Musculoskeletal Science & Sports Medicine Research Centre, Department of Life Sciences, Manchester Metropolitan University, Manchester, UK.
Blond McIndoe Laboratories, Division of Cell Matrix Biology and Regenerative Medicine, School of Biological Sciences, Faculty of Biology Medicine and Health, University of Manchester, Manchester Academic Health Science Centre, Manchester, UK.
Physiol Rep. 2021 Apr;9(8):e14791. doi: 10.14814/phy2.14791.

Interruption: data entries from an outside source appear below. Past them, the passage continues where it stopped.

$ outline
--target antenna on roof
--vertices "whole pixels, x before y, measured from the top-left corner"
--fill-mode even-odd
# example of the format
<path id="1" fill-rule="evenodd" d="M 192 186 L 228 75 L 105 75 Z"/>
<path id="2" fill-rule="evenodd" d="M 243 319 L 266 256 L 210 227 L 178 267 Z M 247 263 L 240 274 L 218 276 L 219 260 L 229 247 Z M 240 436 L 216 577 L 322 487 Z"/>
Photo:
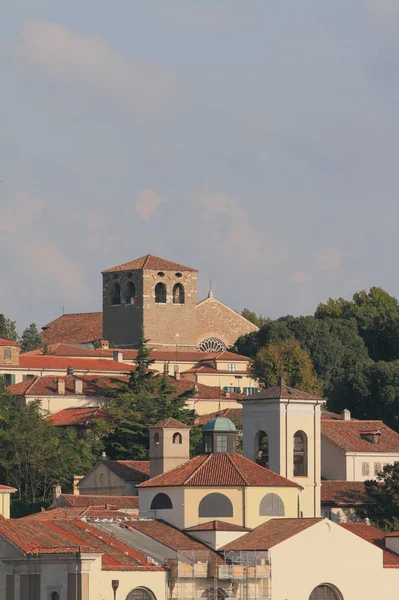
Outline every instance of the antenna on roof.
<path id="1" fill-rule="evenodd" d="M 62 288 L 62 314 L 65 315 L 65 283 Z"/>
<path id="2" fill-rule="evenodd" d="M 213 291 L 212 291 L 212 279 L 209 280 L 209 293 L 208 293 L 208 298 L 213 298 Z"/>

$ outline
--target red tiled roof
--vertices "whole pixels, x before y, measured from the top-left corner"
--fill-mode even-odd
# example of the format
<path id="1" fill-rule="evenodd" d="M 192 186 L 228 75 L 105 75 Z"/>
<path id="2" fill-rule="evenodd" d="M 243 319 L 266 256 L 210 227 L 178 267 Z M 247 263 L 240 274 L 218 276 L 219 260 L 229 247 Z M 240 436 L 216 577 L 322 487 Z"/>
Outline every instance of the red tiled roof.
<path id="1" fill-rule="evenodd" d="M 103 273 L 115 273 L 116 271 L 135 271 L 136 269 L 148 269 L 150 271 L 192 271 L 197 272 L 197 269 L 192 269 L 191 267 L 185 267 L 184 265 L 180 265 L 175 262 L 171 262 L 170 260 L 165 260 L 164 258 L 159 258 L 158 256 L 153 256 L 152 254 L 146 254 L 146 256 L 142 256 L 141 258 L 136 258 L 130 262 L 124 263 L 123 265 L 118 265 L 117 267 L 112 267 L 111 269 L 107 269 L 103 271 Z"/>
<path id="2" fill-rule="evenodd" d="M 86 426 L 93 419 L 107 419 L 108 416 L 99 406 L 64 408 L 46 417 L 55 427 Z"/>
<path id="3" fill-rule="evenodd" d="M 225 523 L 224 521 L 208 521 L 208 523 L 187 527 L 185 531 L 251 531 L 251 529 L 233 523 Z"/>
<path id="4" fill-rule="evenodd" d="M 138 487 L 261 486 L 301 488 L 241 454 L 201 454 Z"/>
<path id="5" fill-rule="evenodd" d="M 149 460 L 102 459 L 101 462 L 124 481 L 137 481 L 140 477 L 144 481 L 150 474 Z"/>
<path id="6" fill-rule="evenodd" d="M 363 481 L 322 481 L 321 501 L 341 505 L 363 504 L 365 488 Z"/>
<path id="7" fill-rule="evenodd" d="M 112 519 L 113 521 L 126 521 L 137 519 L 137 510 L 117 508 L 110 504 L 108 508 L 99 506 L 59 506 L 49 508 L 42 512 L 33 513 L 22 519 L 28 521 L 75 521 L 77 519 L 97 521 L 98 519 Z"/>
<path id="8" fill-rule="evenodd" d="M 103 313 L 74 313 L 62 315 L 42 327 L 46 344 L 87 344 L 103 337 Z"/>
<path id="9" fill-rule="evenodd" d="M 169 417 L 168 419 L 159 421 L 159 423 L 155 423 L 155 425 L 151 425 L 150 429 L 190 429 L 190 427 L 177 419 Z"/>
<path id="10" fill-rule="evenodd" d="M 270 519 L 250 533 L 220 548 L 223 550 L 269 550 L 324 519 Z"/>
<path id="11" fill-rule="evenodd" d="M 378 430 L 378 443 L 369 442 L 361 436 L 367 431 Z M 382 421 L 333 421 L 322 420 L 321 433 L 345 452 L 393 452 L 399 453 L 399 434 Z"/>
<path id="12" fill-rule="evenodd" d="M 58 396 L 59 379 L 65 383 L 65 396 L 75 395 L 75 380 L 82 382 L 82 394 L 77 394 L 78 396 L 101 397 L 104 396 L 104 386 L 112 386 L 108 377 L 98 375 L 44 375 L 14 383 L 7 389 L 13 396 Z"/>
<path id="13" fill-rule="evenodd" d="M 106 358 L 69 358 L 63 356 L 21 354 L 19 357 L 19 368 L 23 369 L 47 369 L 63 370 L 72 367 L 75 371 L 87 371 L 91 373 L 106 371 L 108 373 L 127 373 L 134 369 L 134 365 L 121 363 Z"/>
<path id="14" fill-rule="evenodd" d="M 258 394 L 253 396 L 247 396 L 247 400 L 276 400 L 276 399 L 292 399 L 292 400 L 321 400 L 320 396 L 314 394 L 308 394 L 308 392 L 302 392 L 296 388 L 289 387 L 284 383 L 282 385 L 275 385 L 265 390 L 261 390 Z"/>
<path id="15" fill-rule="evenodd" d="M 6 340 L 5 338 L 0 338 L 0 346 L 19 346 L 18 342 L 13 342 L 12 340 Z"/>
<path id="16" fill-rule="evenodd" d="M 238 400 L 247 398 L 245 394 L 236 394 L 235 392 L 227 392 L 211 385 L 204 385 L 203 383 L 195 383 L 188 379 L 175 380 L 173 377 L 170 378 L 170 383 L 178 390 L 179 395 L 185 392 L 193 390 L 195 394 L 193 397 L 197 400 Z"/>
<path id="17" fill-rule="evenodd" d="M 0 522 L 0 534 L 25 554 L 93 552 L 102 554 L 103 569 L 163 570 L 162 567 L 150 567 L 139 550 L 78 520 L 11 519 Z"/>
<path id="18" fill-rule="evenodd" d="M 94 494 L 61 494 L 58 498 L 65 506 L 87 507 L 111 505 L 116 509 L 138 508 L 138 496 L 97 496 Z M 52 509 L 54 510 L 54 509 Z"/>
<path id="19" fill-rule="evenodd" d="M 14 487 L 10 487 L 9 485 L 0 484 L 0 493 L 1 492 L 16 492 L 17 490 Z"/>
<path id="20" fill-rule="evenodd" d="M 207 415 L 200 415 L 195 419 L 195 425 L 205 425 L 214 417 L 226 417 L 233 421 L 234 425 L 237 427 L 242 426 L 242 408 L 224 408 L 223 410 L 219 410 L 217 412 L 209 413 Z"/>
<path id="21" fill-rule="evenodd" d="M 343 527 L 347 531 L 358 535 L 363 540 L 370 542 L 374 546 L 381 548 L 383 551 L 383 564 L 385 569 L 399 569 L 399 556 L 385 548 L 385 536 L 386 533 L 380 531 L 376 527 L 366 525 L 366 523 L 338 523 L 340 527 Z"/>

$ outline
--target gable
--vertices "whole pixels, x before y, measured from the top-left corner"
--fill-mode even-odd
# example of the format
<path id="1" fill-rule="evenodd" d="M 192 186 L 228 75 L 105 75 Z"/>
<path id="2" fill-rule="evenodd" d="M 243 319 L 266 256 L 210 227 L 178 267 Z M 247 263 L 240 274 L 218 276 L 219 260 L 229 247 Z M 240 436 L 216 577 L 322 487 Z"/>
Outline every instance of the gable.
<path id="1" fill-rule="evenodd" d="M 208 337 L 215 337 L 229 347 L 240 336 L 258 330 L 256 325 L 217 300 L 213 295 L 198 302 L 196 315 L 197 344 Z"/>

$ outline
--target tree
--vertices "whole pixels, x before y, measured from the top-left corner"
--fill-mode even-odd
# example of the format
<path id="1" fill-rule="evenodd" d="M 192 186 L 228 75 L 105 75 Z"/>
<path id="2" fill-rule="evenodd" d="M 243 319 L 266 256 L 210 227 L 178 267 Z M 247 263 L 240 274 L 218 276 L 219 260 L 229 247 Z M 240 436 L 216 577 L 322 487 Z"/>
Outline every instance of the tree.
<path id="1" fill-rule="evenodd" d="M 373 525 L 383 531 L 399 528 L 399 462 L 386 465 L 376 480 L 364 482 L 365 508 L 360 517 L 368 517 Z"/>
<path id="2" fill-rule="evenodd" d="M 241 315 L 244 317 L 244 319 L 247 319 L 257 327 L 262 327 L 262 325 L 267 321 L 263 315 L 257 315 L 256 312 L 249 310 L 249 308 L 244 308 L 241 311 Z"/>
<path id="3" fill-rule="evenodd" d="M 271 342 L 261 348 L 252 372 L 265 387 L 277 385 L 283 377 L 288 385 L 304 392 L 319 394 L 321 390 L 309 354 L 295 339 Z"/>
<path id="4" fill-rule="evenodd" d="M 21 337 L 22 352 L 30 352 L 43 347 L 42 336 L 40 335 L 36 323 L 31 323 L 29 327 L 24 329 Z"/>
<path id="5" fill-rule="evenodd" d="M 7 319 L 3 314 L 0 314 L 0 338 L 11 340 L 12 342 L 18 341 L 18 333 L 15 321 Z"/>

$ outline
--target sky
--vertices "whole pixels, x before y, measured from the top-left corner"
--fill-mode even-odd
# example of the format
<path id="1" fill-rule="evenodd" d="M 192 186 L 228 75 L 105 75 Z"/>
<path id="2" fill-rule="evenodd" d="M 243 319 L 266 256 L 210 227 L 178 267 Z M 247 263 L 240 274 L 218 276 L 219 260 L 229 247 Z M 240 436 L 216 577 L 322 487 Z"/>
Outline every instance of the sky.
<path id="1" fill-rule="evenodd" d="M 151 253 L 236 310 L 399 296 L 398 0 L 0 0 L 0 313 Z"/>

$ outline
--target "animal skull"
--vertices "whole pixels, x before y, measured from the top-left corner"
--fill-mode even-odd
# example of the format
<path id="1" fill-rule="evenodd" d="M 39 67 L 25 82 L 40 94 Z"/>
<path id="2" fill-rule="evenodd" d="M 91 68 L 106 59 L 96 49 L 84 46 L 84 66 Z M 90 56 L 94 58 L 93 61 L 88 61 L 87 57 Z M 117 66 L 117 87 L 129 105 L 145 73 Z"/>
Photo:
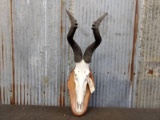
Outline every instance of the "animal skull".
<path id="1" fill-rule="evenodd" d="M 74 33 L 78 26 L 77 20 L 68 11 L 67 14 L 71 21 L 71 28 L 68 32 L 67 39 L 68 43 L 73 49 L 74 61 L 76 63 L 75 69 L 69 75 L 68 89 L 70 93 L 72 112 L 77 116 L 81 116 L 87 110 L 88 102 L 91 95 L 91 88 L 87 84 L 89 80 L 90 83 L 92 83 L 94 86 L 93 75 L 89 69 L 89 63 L 91 62 L 93 52 L 101 43 L 101 36 L 98 27 L 107 13 L 93 23 L 92 30 L 95 42 L 87 47 L 83 56 L 81 48 L 73 39 Z"/>
<path id="2" fill-rule="evenodd" d="M 76 111 L 81 112 L 83 109 L 83 99 L 86 93 L 86 86 L 88 81 L 88 76 L 90 74 L 89 64 L 85 63 L 82 60 L 79 63 L 76 63 L 76 67 L 74 69 L 74 82 L 75 82 L 75 91 L 76 91 Z"/>

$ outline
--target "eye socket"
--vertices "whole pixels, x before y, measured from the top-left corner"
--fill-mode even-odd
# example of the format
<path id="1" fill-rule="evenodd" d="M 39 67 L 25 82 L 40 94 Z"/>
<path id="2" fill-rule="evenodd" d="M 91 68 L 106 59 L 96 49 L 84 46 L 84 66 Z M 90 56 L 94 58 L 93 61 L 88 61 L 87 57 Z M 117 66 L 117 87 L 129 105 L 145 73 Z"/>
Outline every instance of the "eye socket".
<path id="1" fill-rule="evenodd" d="M 88 77 L 89 77 L 89 75 L 86 75 L 86 77 L 88 78 Z"/>
<path id="2" fill-rule="evenodd" d="M 78 78 L 77 77 L 75 77 L 75 79 L 74 79 L 75 81 L 78 81 Z"/>
<path id="3" fill-rule="evenodd" d="M 88 78 L 85 79 L 85 82 L 87 82 L 87 81 L 88 81 Z"/>

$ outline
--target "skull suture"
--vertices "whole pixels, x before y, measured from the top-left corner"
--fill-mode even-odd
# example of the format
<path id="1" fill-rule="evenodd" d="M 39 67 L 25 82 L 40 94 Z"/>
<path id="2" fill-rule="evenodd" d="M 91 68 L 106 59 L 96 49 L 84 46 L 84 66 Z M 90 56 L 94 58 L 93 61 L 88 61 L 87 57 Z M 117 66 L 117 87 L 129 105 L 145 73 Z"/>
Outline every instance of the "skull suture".
<path id="1" fill-rule="evenodd" d="M 95 41 L 87 47 L 83 56 L 81 48 L 73 39 L 78 26 L 77 20 L 68 11 L 67 14 L 71 21 L 71 27 L 68 32 L 67 39 L 73 49 L 74 61 L 76 63 L 75 69 L 69 75 L 68 89 L 70 93 L 72 112 L 74 115 L 81 116 L 87 110 L 91 95 L 89 85 L 87 84 L 88 80 L 91 80 L 91 83 L 94 84 L 93 75 L 89 69 L 89 63 L 91 62 L 93 52 L 100 45 L 102 40 L 98 27 L 107 13 L 93 23 L 92 30 Z"/>

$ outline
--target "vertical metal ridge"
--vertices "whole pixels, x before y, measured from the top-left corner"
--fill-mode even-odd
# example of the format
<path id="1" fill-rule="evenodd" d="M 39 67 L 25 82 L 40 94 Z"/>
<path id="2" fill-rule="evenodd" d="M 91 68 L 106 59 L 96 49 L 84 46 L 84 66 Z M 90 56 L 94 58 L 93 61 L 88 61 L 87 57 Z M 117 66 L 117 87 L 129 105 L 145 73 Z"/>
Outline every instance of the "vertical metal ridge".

Neuromuscular junction (NMJ) research is vital to advance the understanding of neuromuscular patho-physiology and development of novel therapies for diseases associated with NM dysfunction. In vivo, the micro-environment surrounding the NMJ has a significant impact on NMJ formation and maintenance via neurotrophic and differentiation factors that are secreted as a result of cross-talk between muscle fibers and motor neurons. Recently we showed the formation of functional NMJs in vitro in a co-culture of immortalized human myoblasts and motor neurons from rat-embryo spinal-cord explants, using a culture medium free from serum and neurotrophic or growth factors. The aim of this study was to assess how functional NMJs were established in this co-culture devoid of exogenous neural growth factors. To investigate this, an ELISA-based microarray was used to compare the composition of soluble endogenously secreted growth factors in this co-culture with an a-neural muscle culture. The levels of seven neurotrophic factors brain-derived neurotrophic factor (BDNF), glial-cell-line-derived neurotrophic factor (GDNF), insulin-like growth factor-binding protein-3 (IGFBP-3), insulin-like growth factor-1 (IGF-1), neurotrophin-3 (NT-3), neurotrophin-4 (NT-4), and vascular endothelial growth factor (VEGF) were higher (p < 0.05) in the supernatant of NMJ culture compared to those in the supernatant of the a-neural muscle culture. This indicates that the cross-talk between muscle and motor neurons promotes the secretion of soluble growth factors contributing to the local microenvironment thereby providing a favourable regenerative niche for NMJs formation and maturation.
神经肌肉接头 (NMJ) 研究对于深入了解神经肌肉病理生理学以及开发与 NM 功能障碍相关疾病的新型治疗方法至关重要。在体内,NMJ 周围的微环境通过神经营养和分化因子对 NMJ 的形成和维持产生重大影响,这些因子是由于肌纤维和运动神经元之间的相互作用而分泌的。最近,我们在大鼠胚胎脊髓外植体来源的永生化人成肌细胞和运动神经元的共培养物中,在不含血清和神经营养或生长因子的培养基中,证明了体外功能性 NMJ 的形成。本研究旨在评估在没有外源性神经生长因子的情况下,这种共培养物中功能性 NMJ 是如何建立的。为了研究这个问题,我们使用基于 ELISA 的微阵列比较了共培养物和无神经肌肉培养物中可溶性内源性分泌生长因子的组成。脑源性神经营养因子 (BDNF)、胶质细胞系衍生的神经营养因子 (GDNF)、胰岛素样生长因子结合蛋白-3 (IGFBP-3)、胰岛素样生长因子-1 (IGF-1)、神经营养因子-3 (NT-3)、神经营养因子-4 (NT-4) 和血管内皮生长因子 (VEGF) 这 7 种神经营养因子的水平 (p < 0.05) 在 NMJ 培养物上清液中高于无神经肌肉培养物上清液,表明肌肉和运动神经元之间的相互作用促进了可溶性生长因子的分泌,有助于局部微环境,从而为 NMJ 的形成和成熟提供了有利的再生龛。